The Ugly Truths in Hunter Biden’s book ‘Beautiful Things’

This is one of the many takeaways from Hunter’s book ‘Beautiful Things’ that appears on Tuesday.

Many people have already decided on Hunter, and others do not want to know anymore, but I think his first-hand version of drug addiction, tabloid culture and political madness is incredibly informative. This is one of those stories that you “think you know, but you have no idea”. Hunter’s big salaries to sit on the board of the Ukrainian natural gas company Burisma? He reveals that ‘Burisma’ has become a major asset to his ‘steepest addiction’ by providing cash for all the crack cocaine.

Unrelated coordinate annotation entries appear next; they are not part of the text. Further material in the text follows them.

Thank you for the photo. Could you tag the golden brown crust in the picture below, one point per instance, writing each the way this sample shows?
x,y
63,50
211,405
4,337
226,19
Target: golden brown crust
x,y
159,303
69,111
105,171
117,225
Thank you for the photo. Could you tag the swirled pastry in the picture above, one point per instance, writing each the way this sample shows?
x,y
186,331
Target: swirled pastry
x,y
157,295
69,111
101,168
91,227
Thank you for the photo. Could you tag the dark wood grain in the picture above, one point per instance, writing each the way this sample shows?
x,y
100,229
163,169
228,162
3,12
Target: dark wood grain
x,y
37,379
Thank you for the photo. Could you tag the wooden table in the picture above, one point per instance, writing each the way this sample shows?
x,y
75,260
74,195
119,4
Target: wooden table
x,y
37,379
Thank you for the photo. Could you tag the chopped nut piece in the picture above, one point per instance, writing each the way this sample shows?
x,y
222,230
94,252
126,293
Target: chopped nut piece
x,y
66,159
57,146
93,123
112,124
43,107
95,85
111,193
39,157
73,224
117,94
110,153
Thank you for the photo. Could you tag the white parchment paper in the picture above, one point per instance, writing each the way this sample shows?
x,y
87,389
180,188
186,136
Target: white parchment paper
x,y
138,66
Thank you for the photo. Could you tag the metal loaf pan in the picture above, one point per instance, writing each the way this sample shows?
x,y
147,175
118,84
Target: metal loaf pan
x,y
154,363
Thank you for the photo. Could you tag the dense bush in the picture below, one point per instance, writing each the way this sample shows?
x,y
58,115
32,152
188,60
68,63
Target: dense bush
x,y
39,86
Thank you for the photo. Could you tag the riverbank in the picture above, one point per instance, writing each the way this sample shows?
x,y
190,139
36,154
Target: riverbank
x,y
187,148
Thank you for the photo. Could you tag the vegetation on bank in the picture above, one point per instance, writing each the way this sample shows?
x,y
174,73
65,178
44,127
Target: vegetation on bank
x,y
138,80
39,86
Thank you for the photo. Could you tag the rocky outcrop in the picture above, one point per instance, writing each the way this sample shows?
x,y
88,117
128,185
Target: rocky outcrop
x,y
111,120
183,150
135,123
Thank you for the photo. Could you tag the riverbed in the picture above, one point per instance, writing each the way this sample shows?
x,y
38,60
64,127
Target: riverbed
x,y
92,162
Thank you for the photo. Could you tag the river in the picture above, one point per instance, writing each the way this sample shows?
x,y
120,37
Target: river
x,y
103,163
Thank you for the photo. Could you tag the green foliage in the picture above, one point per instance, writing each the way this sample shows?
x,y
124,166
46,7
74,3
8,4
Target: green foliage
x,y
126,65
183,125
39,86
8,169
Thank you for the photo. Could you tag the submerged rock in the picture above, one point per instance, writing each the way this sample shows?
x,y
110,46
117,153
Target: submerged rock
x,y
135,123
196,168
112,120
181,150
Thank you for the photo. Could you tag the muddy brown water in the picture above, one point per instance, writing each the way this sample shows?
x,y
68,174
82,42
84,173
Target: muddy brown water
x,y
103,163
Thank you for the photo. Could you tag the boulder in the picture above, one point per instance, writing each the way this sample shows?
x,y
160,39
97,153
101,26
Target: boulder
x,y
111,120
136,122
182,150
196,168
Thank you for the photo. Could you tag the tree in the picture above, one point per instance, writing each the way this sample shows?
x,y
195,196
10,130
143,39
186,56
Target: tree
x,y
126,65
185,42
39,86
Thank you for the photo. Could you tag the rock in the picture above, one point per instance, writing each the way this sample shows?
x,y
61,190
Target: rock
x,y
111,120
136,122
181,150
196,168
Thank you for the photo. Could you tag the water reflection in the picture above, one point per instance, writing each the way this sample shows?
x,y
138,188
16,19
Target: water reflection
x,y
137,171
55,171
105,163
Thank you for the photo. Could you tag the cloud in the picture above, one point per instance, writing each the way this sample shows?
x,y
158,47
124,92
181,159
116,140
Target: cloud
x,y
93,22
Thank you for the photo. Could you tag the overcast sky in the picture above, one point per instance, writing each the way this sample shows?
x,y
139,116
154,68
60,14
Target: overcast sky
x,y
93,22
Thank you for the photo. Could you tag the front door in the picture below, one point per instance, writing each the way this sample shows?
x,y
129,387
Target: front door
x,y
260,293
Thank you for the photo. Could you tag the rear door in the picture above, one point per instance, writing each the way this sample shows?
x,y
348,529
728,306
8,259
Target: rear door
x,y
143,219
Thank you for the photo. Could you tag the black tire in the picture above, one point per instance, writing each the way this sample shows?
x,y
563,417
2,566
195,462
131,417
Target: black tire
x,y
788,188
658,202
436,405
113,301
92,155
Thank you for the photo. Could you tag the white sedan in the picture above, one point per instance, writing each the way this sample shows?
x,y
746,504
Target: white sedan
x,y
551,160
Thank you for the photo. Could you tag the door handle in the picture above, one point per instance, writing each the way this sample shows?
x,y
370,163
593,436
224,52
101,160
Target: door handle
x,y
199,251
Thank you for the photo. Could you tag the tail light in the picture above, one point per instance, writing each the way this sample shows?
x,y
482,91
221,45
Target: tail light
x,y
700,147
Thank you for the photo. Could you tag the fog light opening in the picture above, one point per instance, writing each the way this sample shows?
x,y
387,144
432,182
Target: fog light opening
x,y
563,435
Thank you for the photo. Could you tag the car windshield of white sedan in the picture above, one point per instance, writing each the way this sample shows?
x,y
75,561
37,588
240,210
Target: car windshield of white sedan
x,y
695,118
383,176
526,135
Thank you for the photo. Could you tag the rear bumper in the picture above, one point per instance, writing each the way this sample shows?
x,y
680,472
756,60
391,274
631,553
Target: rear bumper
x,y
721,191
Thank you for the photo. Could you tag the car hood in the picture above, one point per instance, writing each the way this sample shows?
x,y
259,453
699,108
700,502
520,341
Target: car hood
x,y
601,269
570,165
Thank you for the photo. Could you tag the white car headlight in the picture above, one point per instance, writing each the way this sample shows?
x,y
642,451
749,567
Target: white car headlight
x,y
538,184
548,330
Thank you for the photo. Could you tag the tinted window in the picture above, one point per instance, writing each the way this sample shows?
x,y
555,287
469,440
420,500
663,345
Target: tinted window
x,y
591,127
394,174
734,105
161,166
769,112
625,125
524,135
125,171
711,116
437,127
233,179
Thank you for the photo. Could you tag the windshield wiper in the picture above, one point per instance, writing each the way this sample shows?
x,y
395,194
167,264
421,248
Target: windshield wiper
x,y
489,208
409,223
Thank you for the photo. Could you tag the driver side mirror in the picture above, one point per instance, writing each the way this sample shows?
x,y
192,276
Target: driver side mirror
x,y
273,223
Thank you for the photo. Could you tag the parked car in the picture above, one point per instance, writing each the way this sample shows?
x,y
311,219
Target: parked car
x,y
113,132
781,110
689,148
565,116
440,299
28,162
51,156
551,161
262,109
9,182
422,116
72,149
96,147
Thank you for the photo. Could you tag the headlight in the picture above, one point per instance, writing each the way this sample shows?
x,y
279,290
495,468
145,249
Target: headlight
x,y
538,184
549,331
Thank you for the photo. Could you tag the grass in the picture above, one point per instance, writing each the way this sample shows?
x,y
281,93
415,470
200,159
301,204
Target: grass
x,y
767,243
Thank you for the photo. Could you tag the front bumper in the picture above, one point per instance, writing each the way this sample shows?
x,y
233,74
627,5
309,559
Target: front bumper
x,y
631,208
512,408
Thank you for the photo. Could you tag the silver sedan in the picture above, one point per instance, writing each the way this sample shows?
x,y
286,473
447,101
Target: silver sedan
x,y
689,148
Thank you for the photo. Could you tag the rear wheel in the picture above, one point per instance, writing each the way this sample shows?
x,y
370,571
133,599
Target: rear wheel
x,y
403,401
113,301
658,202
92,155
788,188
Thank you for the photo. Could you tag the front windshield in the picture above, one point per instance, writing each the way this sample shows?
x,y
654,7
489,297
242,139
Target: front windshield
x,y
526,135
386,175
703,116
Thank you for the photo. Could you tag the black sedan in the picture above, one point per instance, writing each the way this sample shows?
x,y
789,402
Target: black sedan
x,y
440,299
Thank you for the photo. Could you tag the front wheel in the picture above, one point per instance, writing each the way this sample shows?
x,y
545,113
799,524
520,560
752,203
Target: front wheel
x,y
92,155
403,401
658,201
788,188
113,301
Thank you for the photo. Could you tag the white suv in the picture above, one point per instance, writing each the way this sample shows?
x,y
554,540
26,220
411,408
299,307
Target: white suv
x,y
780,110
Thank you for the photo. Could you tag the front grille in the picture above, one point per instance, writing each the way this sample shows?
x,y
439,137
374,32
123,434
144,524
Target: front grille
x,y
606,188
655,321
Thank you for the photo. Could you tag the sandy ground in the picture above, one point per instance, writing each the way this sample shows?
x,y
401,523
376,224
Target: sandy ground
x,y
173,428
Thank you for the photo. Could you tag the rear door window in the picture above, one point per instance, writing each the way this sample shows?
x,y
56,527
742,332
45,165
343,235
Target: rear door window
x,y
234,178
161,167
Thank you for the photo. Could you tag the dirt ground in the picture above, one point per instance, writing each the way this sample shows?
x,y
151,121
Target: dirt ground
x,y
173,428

This is not the way we read about a child of the president. Hunter’s versions of drunken flexibility and crisp fresh oesys are downright narrow. And his memories of his brother – “wish you could know Beau” – are sad.

So far, most book reviews have been fairly positive. Publishers Weekly says its “courageous self-esteem makes the despair of drug abuse devastatingly palpable.” Books Mark has other reviews here. Like the Seija Rankin of Entertainment Weekly, I was struck by the scenes his father was involved in: “The result is, purposefully or not, a portrait of our current president as the ultimate patriarch.”
It’s also a portrayal of addiction as ‘really the biggest equalizer in this country’, as CNN’s Kate Bennett told me after we both read the book. “This is the one thing that really got President Biden on his knees.” Read Bennett’s review here.

“Where’s Hunter?”

Chapter after chapter places the “Where’s Hunter?” heckling in a whole new context. Some boosters of the book, such as Stephen King, have applied it to promote ‘Beautiful Things’. King wrote, “Where is Hunter? The answer is that he is in this book, the good, the bad, and the beautiful.”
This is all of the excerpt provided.